L. V. Selby1, W. R. Narain2, A. Russo1, H. McGowan1, V. E. Strong1, P. D. Stetson2 1Memorial Sloan-Kettering Cancer Center,Surgery,New York, NY, USA 2Memorial Sloan-Kettering Cancer Center,Health Informatics,New York, NY, USA
Introduction: Natural language processing (NLP) is a computer science technique that allows interpretation of narrative text, but is infrequently used to identify surgical complications. Our institution tracks post-operative complications using both the American College of Surgeons – National Surgical Quality Improvement Program (NSQIP) and our in-house surgical secondary events (SSE) database, which captures and grades complications for all surgical patients, but sub-optimally records lower-grade complications. We attempted to use NLP to improve the entry of lower extremity deep venous thrombosis (DVT) and pulmonary embolisms (PE) (collectively: venous thromboembolism [VTE]) in the SSE database.
Methods: In our 2011 – 2014 cohort of NSQIP patients all lower extremity duplex ultrasounds and computerized tomography angiographies (CTA) of the chest performed within 30 days of surgery were divided into training and validation datasets. These studies were chosen as they represent the most frequent methods of detecting DVT and PE at our institution, and a bag-of-words-approach with a support vector machine (SVM) model was used for training. Electronic health record data was used to classify the severity of the VTE according to our modification of the Clavien-Dindo classification. Due to definition differences between NSQIP and the SSE database, we excluded cephalic and portal vein thromboses identified in NSQIP and compared NLP identified VTEs to VTEs identified by both NSQIP and our SSE database, and undertook a blinded review of all instances of discordance.
Results: Of the 10,295 NSQIP patients, 251 were used in our DVT validation cohort (273 total ultrasounds) and 506 in our PE cohort (552 total CTAs).

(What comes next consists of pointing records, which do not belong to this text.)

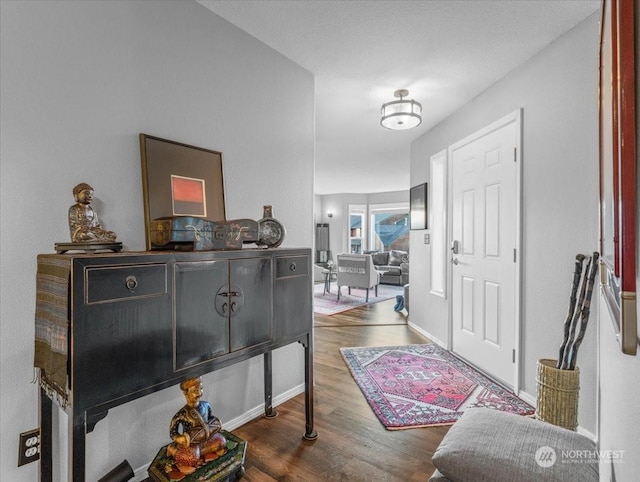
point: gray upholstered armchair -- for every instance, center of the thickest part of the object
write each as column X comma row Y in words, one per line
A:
column 357, row 271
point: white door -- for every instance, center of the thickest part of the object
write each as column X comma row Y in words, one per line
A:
column 485, row 220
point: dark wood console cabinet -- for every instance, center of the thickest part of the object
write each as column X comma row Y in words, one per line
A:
column 141, row 322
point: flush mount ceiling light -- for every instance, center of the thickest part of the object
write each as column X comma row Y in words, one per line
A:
column 401, row 114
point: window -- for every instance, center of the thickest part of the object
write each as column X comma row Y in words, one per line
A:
column 389, row 227
column 356, row 229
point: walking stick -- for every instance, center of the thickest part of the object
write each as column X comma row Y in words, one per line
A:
column 572, row 305
column 584, row 315
column 574, row 320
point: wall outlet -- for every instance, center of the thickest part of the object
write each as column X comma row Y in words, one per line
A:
column 29, row 447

The SVM DVT model had a sensitivity of 85.1% and a specificity of 94.6%, while the PE model had a sensitivity of 90.0% and a specificity of 98.7% (Table 1). The majority of discordances were due to identification of a VTE in studies other than duplex ultrasound or CTA of the chest (9/13; 69.2%), studies not in our original NLP dataset. The majority of DVTs (23 patients, 57.5%) and PEs (20 patients, 69.0%) in the validation set were grade 2 on our modified Clavien-Dindo classification, meaning they required administration of therapeutic intravenous or subcutaneous anticoagulation.
Conclusion: NLP can reliably detect the presence and severity of post-operative lower extremity DVTs and PEs without requiring manual chart review from trained NSQIP surgical case reviewers. We are extending our NLP pilot to real-time identification and grading of all VTEs and to the detection of other post-operative complications, including wound infections.